Klaus Wowereit kann sich freuen in diesen Tagen.
Die Umfragewerte sind gut. Die SPD liegt drei Wochen vor der
Abgeordnetenhauswahl bei 33 Prozent und kann sich nach dem momentanen
Stand sogar den Koalitionspartner zwischen den Grünen, der
Linkspartei und der CDU aussuchen. Komfortabler kann es kaum sein.
Entsprechend selbstbewusst gibt sich der Regierende Bürgermeister –
und überrascht mit einer ungewöhnlichen Grußbotschaft Richtung Rom.
In vier Wochen kommt der Papst. Zwar heißt Wowereit Benedikt XVI. in
Berlin herzlich willkommen. Doch gleichzeitig sagte er in einem
Interview, dass er großes Verständnis für die angekündigten Proteste
gegen die Sexuallehre der katholischen Kirche habe. Nun kann man über
die Ansichten der katholischen Kirche streiten. Aber das sind
eigentlich innerkirchliche Themen. Wowereits Worte mitten im
Wahlkampf sind kein Beitrag zu einer theologischen Streitkultur,
sondern wohlkalkuliert. Der Regierende Bürgermeister weiß, dass in
Berlin, wo die Katholiken in der Minderheit sind, die Mehrheit der
Menschen gegenüber dem Papst kritisch eingestellt ist. Aber die
Politik sollte den Papst aus dem Wahlkampf heraushalten. Es wäre
besser, wenn Wowereit vom Stimmenfänger in eigener Sache wieder zum
Regierungschef wechseln und den Papst wie einen Staatsgast empfangen
würde – auch verbal. Oder würde er auch vor dem Besuch eines
amerikanischen Staatspräsidenten in Berlin einen Protestzug
herbeireden? Aber Klaus Wowereit hatte immer schon seine
Schwierigkeiten mit der Kirche – und sie mit ihm. Die Christen warfen
der rot-roten Landesregierung vor, die Kirchen aus den Schulen zu
verdrängen. Die Auseinandersetzungen gipfelten im Volksentscheid über
den Religionsunterricht. Die Abstimmung scheiterte, Wowereit
triumphierte. Seitdem versuchen sich beide Seiten mit einer
Annäherung.

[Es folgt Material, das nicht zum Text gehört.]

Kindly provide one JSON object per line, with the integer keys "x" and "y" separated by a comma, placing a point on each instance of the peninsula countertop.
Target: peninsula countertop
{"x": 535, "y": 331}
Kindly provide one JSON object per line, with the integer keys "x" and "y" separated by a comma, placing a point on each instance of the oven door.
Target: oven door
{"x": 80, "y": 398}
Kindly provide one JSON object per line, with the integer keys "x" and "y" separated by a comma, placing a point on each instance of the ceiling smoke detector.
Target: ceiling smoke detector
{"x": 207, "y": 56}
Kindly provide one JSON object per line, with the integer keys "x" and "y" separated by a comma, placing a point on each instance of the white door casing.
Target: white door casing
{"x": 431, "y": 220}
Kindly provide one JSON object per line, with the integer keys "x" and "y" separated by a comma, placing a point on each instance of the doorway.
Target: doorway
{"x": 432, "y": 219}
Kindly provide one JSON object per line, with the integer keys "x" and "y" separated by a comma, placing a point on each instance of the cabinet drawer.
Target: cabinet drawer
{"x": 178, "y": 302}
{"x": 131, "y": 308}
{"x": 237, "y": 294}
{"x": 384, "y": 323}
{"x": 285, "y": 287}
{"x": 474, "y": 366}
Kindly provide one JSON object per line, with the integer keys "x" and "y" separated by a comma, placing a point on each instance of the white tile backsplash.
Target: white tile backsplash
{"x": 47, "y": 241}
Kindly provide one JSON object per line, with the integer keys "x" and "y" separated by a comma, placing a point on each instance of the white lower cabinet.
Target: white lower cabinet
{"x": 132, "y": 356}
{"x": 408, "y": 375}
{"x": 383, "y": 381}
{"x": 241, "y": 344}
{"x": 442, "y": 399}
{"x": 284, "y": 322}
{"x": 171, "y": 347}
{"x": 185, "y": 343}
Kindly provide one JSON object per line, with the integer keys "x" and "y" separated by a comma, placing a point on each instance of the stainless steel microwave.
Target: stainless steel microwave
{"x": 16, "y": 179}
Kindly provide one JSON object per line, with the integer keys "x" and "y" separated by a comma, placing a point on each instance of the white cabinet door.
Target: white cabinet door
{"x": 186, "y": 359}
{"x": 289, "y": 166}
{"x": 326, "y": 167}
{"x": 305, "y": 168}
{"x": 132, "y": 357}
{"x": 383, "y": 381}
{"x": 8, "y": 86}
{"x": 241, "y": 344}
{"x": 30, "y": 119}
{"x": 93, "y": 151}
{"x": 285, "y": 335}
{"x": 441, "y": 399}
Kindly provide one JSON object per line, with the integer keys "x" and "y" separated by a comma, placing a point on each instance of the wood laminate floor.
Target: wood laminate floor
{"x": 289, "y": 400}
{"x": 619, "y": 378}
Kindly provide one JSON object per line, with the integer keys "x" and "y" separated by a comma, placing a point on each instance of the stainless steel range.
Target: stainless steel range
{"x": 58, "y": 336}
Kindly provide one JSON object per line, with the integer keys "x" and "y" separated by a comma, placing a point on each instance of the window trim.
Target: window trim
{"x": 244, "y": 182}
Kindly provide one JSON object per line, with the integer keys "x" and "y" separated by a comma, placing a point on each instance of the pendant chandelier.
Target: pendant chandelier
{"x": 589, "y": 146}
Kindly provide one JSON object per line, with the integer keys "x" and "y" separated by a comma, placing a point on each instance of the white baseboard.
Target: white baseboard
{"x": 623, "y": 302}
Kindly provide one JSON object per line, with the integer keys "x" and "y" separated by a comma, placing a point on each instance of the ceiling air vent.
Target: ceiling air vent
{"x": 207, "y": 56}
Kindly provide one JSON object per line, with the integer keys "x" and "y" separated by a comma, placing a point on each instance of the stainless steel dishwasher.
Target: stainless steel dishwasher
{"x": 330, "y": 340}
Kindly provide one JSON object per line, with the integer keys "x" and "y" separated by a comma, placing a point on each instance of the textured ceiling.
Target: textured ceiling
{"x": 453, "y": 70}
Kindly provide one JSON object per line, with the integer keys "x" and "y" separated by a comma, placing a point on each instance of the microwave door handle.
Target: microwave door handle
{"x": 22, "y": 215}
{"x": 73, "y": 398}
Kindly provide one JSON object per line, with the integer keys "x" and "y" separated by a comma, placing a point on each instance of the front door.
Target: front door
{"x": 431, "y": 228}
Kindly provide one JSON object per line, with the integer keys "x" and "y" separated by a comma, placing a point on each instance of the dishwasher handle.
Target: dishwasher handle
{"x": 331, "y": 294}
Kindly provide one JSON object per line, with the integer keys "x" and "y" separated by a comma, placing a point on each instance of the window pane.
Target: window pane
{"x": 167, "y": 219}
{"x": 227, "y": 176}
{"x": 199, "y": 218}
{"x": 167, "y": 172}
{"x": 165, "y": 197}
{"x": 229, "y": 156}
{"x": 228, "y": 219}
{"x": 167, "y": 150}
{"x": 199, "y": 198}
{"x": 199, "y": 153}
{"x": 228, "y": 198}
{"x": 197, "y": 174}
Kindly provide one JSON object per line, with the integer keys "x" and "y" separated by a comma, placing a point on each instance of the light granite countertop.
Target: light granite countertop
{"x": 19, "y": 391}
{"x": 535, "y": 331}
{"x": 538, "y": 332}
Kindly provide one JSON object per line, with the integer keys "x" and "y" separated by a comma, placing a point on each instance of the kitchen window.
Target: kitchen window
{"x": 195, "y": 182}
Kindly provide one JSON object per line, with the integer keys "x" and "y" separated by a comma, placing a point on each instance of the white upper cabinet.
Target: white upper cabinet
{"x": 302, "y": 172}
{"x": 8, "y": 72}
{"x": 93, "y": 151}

Ein grundsätzliches Misstrauen aber bleibt – auch, weil
der Senat alles daran setzt, die staatlichen Schulen zu fördern.
Private Einrichtungen, von denen viele von den Kirchen getragen
werden, sind lediglich geduldet. Es wäre gut, wenn sich das
Verhältnis zwischen dem Senat und den beiden großen christlichen
Kirchen in Berlin entspannen würde. Doch Wowereit hat daran offenbar
kein großes Interesse. An der gestrigen feierlichen Einführung des
neuen Erzbischofs in sein Amt nahm er nicht teil. Der Regierungschef
schickte nur seine Stellvertreterin, Stadtentwicklungssenatorin
Ingeborg Junge-Reyer. Er selbst weilte bei einer
Seniorenveranstaltung auf dem Breitscheidplatz – und machte
Wahlkampf. Auch das war ein deutliches Zeichen in Richtung
katholische Kirche. Seine Anwesenheit wäre auch ein Zeichen von
Höflichkeit gegenüber dem neuen Erzbischof gewesen. Die politische
Wahl wird gelaufen sein, wenn Benedikt XVI. am 22.September
nach Berlin kommt. Sicher ist, dass es dann auch
Gegendemonstrationen geben wird. Beim Weltjugendtag in
Spanien schlug der Protest gegen den Papst in Gewalt um. Wowereit
mahnte deswegen auch zu „friedlichem Protest“. Es wäre schlimm, wenn
Bilder von Ausschreitungen aus Berlin um die Welt gingen.